Dayse já estava acordada. Já sabia. Desde a noite anterior, quando Luna lhe dissera que aquele seria o dia, seu corpo e sua mente tinham entrado em um estado de alerta silencioso.

— Você será preparada amanhã. — A voz de Luna era fria, desprovida de qualquer nuance que sugerisse dúvida. — Segundo o médico, este é o momento ideal para a concepção.

Nenhum espaço para questionamentos.

Era um fato, não uma discussão.

O contrato, que até então parecia uma sombra distante, agora se materializava diante dela com uma força crua e inegável. A realidade não era mais abstrata — era concreta, física, um peso que se instalava em seu peito e pressionava seus pulmões.

Mas, entre o medo e a resignação, havia algo mais.

Força.

Uma força interna que não vinha da aceitação, mas da necessidade de permanecer de pé. Seu corpo estava firme, sua mente treinada para o controle, buscando refúgio nas lembranças que lhe davam segurança.

Lá fora, o mundo seguia como se nada estivesse acontecendo.

— O banho já está preparado. — Luna anunciou com a formalidade de quem apenas cumpre uma rotina. — Você precisa estar pronta até as dezenove horas. O senhor Bellucci chegará pouco antes disso.

Dayse não questionou. Não tremulou. Concordou com um gesto mínimo, sua expressão mantida intacta. Sua respiração era medida, consciente. Cada inspiração uma tentativa de manter o equilíbrio, de não sucumbir ao que estava por vir.

Foi levada ao banheiro da área íntima. Lá, duas funcionárias a esperavam. Elas não falaram.
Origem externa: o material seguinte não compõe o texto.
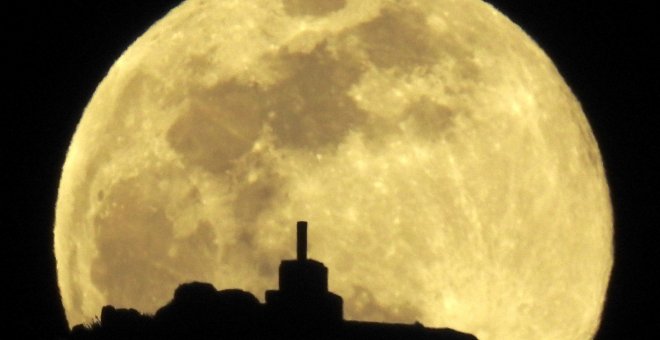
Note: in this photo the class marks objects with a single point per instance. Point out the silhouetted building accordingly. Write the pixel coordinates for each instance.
(307, 309)
(302, 308)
Não precisavam.

Os gestos eram precisos, hábeis, como se aquele processo já houvesse sido realizado dezenas de vezes, sem espaço para erro.

Óleos perfumados deslizaram pela pele, e a água morna escorreu em um fluxo constante, limpando, preparando — mas não apenas fisicamente.

Dayse sabia que aquilo não era apenas um banho. Era um ritual.

Uma transição entre um estado e outro.

Mas, apesar de tudo, aceitou. Não porque queria, mas porque precisava.

Quando se viu envolta em toalhas limpas, sentiu-se… pronta.

Não pelo que aconteceria.

Mas pelo que sobreviveria.

Na cama, repousava um vestido leve de seda branca — delicado, transparente, carregado de significado.

Dayse o observou por um longo momento.

Aquilo não era uma escolha.

Era uma imposição, uma lembrança silenciosa do papel que esperavam que ela desempenhasse.

"Essas roupas, esse perfume, essa cena não me pertencem."

Mas ela sabia que fugir não era uma opção.

O contrato a prendia, e ela não subestimava o poder da família Bellucci.

Respirou fundo, seus olhos deslizando para o espelho.

Ali, refletia uma mulher que conhecia a própria identidade — mesmo que esperassem algo diferente dela.

A noite começava a cair, e a mansão parecia aguardar o inevitável.

Com determinação, afastou o vestido branco e escolheu outro entre os que tinha à disposição.

Sem pressa. Sem hesitação.

Cada movimento demonstrava sua força interior.

O vestido de seda escura que escolheu não era chamativo, nem suave.

Era sóbrio.

Elegante.

Controlado.

Exatamente como ela.

Para quem olhasse de fora, era apenas um detalhe. Uma escolha trivial.

Mas para Dayse, era um lembrete claro: mesmo dentro das regras impostas, ainda lhe restava uma decisão.

E isso ninguém poderia tirar dela.

Enquanto se preparava, suas mãos estavam firmes.